The key question for progressive supporters of Grammar Schools is this – ‘what do Grammar Schools do that a well-funded comprehensive system cannot?’. Will’s piece doesn’t answer this – what he should be explaining is why the comprehensive model that Labour deployed so effectively in London cannot be replicated elsewhere and why Grammars are needed to fill that gap. It’s true that Grammars produce outstanding results, but that’s to be expected when you fill a school with pupils with the greatest academic ability from some of the wealthiest groups in society. It also fails to account – as I pointed out in my main argument – that grammar schools disadvantage pupils who don’t attend them. What happens to them in Will’s brave new world? Unfortunately, we hear nothing.

Will’s proposed measures – additional IQ tests and interviews – are likely to be completely ineffective at widening access. Again, as I noted in my main argument, pupils from well off families are already significantly ahead of pupils from less well-off families even by the end of early years education. Slightly modifying the entrance exam to a grammar school will not help pupils who’ve been neglected for years before they even come to sitting that test. Similarly, children who’ve had the benefits associated with richer parents are likely to outperform their poorer counterparts when it comes to interviews – a problem our elite universities are also continuing to struggle with. Noble as these ideas are, introducing a new class of school for the over-11s does nothing to help those who’ve already been left behind, meaning the schools Will wants to create will continue to be full of the sort of pupils who are likely to achieve outstanding grades in a comprehensive system anyway.
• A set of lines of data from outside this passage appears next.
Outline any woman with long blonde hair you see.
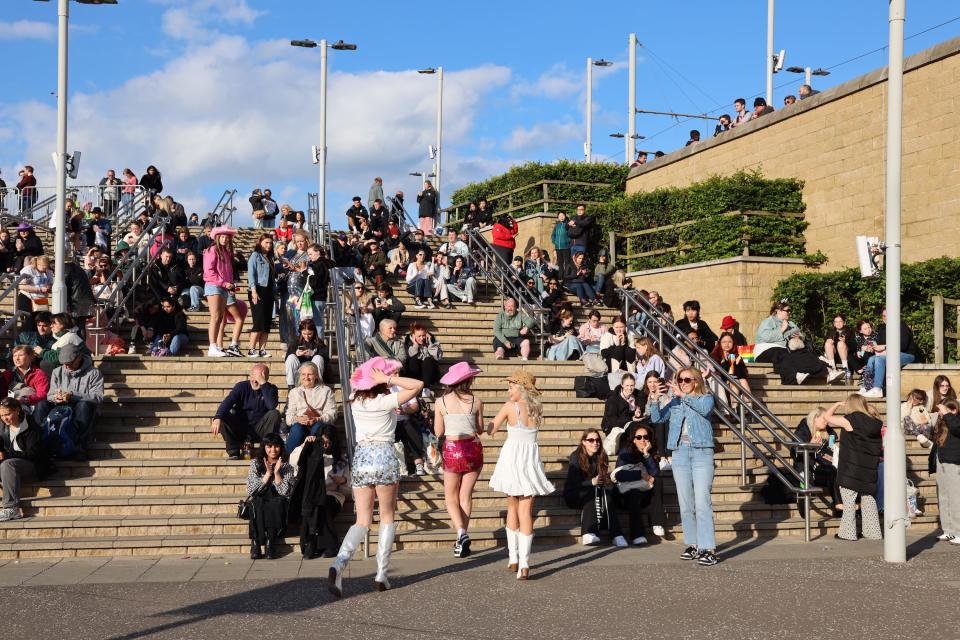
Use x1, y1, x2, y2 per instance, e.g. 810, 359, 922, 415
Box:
648, 367, 717, 565
826, 394, 883, 541
488, 370, 553, 580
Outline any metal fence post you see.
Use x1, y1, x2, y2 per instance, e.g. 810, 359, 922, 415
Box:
739, 402, 747, 486
802, 447, 812, 542
542, 182, 549, 214
934, 295, 945, 364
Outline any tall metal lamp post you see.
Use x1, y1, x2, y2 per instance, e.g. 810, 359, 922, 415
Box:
585, 58, 613, 162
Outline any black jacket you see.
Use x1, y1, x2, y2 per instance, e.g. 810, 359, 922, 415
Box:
566, 214, 593, 242
601, 386, 646, 434
836, 412, 883, 495
307, 259, 329, 295
293, 439, 327, 511
151, 309, 188, 337
876, 323, 917, 357
64, 261, 96, 318
937, 413, 960, 465
675, 317, 719, 354
0, 415, 54, 479
149, 261, 184, 301
140, 172, 163, 194
600, 332, 637, 372
563, 451, 602, 509
417, 188, 438, 218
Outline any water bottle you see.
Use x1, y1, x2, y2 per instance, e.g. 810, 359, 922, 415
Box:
844, 368, 852, 385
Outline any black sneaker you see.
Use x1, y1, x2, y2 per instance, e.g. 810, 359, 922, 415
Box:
696, 550, 719, 566
459, 535, 471, 558
453, 538, 463, 558
680, 545, 699, 560
225, 344, 243, 357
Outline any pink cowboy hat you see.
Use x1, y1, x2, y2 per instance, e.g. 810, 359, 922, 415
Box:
350, 356, 402, 391
439, 361, 482, 386
210, 225, 238, 239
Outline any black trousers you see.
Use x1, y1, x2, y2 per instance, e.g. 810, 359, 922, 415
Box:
579, 487, 623, 538
249, 489, 288, 544
757, 347, 828, 385
300, 500, 342, 555
404, 356, 440, 387
220, 409, 283, 455
372, 309, 403, 328
492, 245, 513, 268
395, 418, 425, 465
619, 480, 666, 537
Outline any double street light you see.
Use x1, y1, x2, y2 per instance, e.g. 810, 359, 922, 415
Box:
786, 65, 831, 87
584, 58, 613, 163
290, 38, 357, 242
34, 0, 118, 313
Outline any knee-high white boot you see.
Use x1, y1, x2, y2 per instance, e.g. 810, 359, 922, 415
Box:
375, 522, 397, 591
517, 533, 533, 580
328, 524, 367, 598
506, 527, 519, 571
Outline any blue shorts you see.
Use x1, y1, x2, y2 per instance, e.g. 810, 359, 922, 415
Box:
204, 284, 236, 306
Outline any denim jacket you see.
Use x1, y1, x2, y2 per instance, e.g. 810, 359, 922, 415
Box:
247, 251, 273, 289
648, 393, 715, 450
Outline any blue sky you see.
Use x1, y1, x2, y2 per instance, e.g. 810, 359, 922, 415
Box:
0, 0, 957, 227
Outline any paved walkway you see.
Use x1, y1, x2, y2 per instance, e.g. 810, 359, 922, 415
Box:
1, 534, 958, 639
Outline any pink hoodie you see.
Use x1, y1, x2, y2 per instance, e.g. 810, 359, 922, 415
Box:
203, 245, 234, 289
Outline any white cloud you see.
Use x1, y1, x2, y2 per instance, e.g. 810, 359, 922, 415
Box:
504, 121, 581, 152
0, 34, 511, 225
160, 0, 264, 41
0, 20, 55, 41
511, 63, 581, 101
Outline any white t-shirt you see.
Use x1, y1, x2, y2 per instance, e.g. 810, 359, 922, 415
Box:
352, 392, 400, 442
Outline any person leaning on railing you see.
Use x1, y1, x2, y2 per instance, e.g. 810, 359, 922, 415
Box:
491, 214, 519, 267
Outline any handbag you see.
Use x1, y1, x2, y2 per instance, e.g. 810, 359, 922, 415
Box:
611, 464, 652, 493
253, 209, 265, 219
237, 497, 255, 520
581, 352, 608, 376
603, 426, 626, 456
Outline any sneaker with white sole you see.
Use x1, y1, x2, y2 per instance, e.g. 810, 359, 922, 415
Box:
950, 537, 960, 546
225, 344, 243, 358
631, 536, 648, 546
582, 533, 601, 546
652, 525, 665, 536
796, 372, 810, 384
679, 545, 699, 560
208, 345, 226, 357
659, 458, 672, 471
861, 387, 884, 398
696, 550, 719, 566
937, 532, 955, 541
259, 349, 270, 358
612, 535, 628, 548
826, 369, 844, 384
0, 507, 22, 522
127, 344, 137, 355
246, 349, 259, 358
Furthermore, the advantages those pupils have had are likely to be entrenched by the ability of parents to pay for private tutoring for both interview and entrance exam for Will’s new grammars. This is an already thriving industry in most selective areas and the expansion of selection will simply lead to more parents taking up the option.

But what if we could wave a magic wand and create Grammars that weren’t innately biased towards giving middle class pupils even more undeserved advantages in life? They’d still be a bad idea. The reason the 11+ works as test is because it’s a single one-off exam that can be held and marked quickly by the existing staff. Once you start introducing the reforms Will wants – multiple tests and interviewing each child – you’ll need to provide additional funding to the new grammar schools just to administer their admissions policy. So money is going to be taken away from the schools serving those in the most educational need to pay for an even better education for those least likely to need it. That’s not a progressive policy – it’s one further disadvantage being heaped on the worst off kids in our country, written off before they even had a chance.

And what of those kids who don’t get into the new grammars? Who are forced to take a test they’re likely to fail and then sent to secondary moderns? The vicious and destructive impact of telling an 11 year old child that they’re too stupid to deserve a great education, that they should forget any dreams they might have, will be felt by even more children. That’s not a message we should be giving to even one child, let alone thousands every year.

Fundamentally, comprehensives work. All the data tells us this – that a properly funded system can provide a world-class education for every child regardless of their background. That dream is what we in the Labour Party should be striving towards. We must have no truck with the idea that a great school is a privilege to be awarded only to a deserving handful – such poverty of ambition does not befit a party with our proud record in government. Labour believes every child matters and that none should be thrown on the scrapheap at 11 years old. For that reason, we should always oppose Grammar Schools.